Peter has researched the impact of lead on the brain from various angles. In the lab, he has looked at the genomic impact of lead on human neural stem cells in the brain. He has also looked at epidemiological data from 465 mother-child pairs participating in the ELEMENT (Early Life Exposure in Mexico to Environmental Toxicants) cohort in Mexico City, where people are exposed to lead from smog and lead glazes on dishes. Data from that cohort included lead levels in the children’s blood over time as well as information on their mental and psychomotor development.

Peter’s research suggests that some people have a genetic variant that actually helps protect them against lead’s harmful effects. This discovery, he said, “could help us better understand the body’s innate defenses to lead, and perhaps we could target those defenses so as to improve children’s outcomes when they’re exposed to lead.”

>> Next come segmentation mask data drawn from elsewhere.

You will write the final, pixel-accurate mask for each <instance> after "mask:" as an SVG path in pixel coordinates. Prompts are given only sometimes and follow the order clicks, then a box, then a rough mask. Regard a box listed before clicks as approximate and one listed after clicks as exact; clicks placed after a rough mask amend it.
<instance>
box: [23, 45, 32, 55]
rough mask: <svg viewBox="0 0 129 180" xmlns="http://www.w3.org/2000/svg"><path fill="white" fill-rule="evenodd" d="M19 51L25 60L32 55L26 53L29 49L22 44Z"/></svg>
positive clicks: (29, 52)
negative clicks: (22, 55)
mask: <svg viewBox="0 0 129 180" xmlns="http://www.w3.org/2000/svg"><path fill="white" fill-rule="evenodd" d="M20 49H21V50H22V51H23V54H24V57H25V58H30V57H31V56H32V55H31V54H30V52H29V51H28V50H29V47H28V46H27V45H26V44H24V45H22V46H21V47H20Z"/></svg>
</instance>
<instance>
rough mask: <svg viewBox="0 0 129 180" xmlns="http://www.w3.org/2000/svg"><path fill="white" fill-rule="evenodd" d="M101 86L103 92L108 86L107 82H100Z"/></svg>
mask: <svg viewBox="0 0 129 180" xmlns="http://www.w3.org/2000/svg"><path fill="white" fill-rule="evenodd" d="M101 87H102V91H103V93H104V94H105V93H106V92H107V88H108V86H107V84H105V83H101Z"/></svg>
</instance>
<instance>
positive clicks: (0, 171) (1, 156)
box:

In the community—and beyond

During his time at Harvard Chan, Peter has been a coordinator for the Roxbury Prep Tutoring Program run by the School’s Office of Diversity and Inclusion. Through the program, Harvard Chan students tutor students at Roxbury Prep Charter School, a middle school in nearby Mission Hill, in math and science. “Everybody gets a lot out of it,” he said.

After graduation, Peter will work as a life sciences consultant at a small company in Boston. Now that he’s preparing to graduate, he offers a scientist’s perspective on the benefits of studying at the School. “Often times people think it’s strange that we do so much basic science at the School of Public Health, but it’s really a wonderful environment to do it in,” he said. “Everybody here wants to try and fix some kind of large public health problem. It’s so easy to get tunnel vision when you’re in a science lab and working at the bench. Being at a School where you’re looking at health problems from every angle imaginable really helps you keep a fresh perspective.”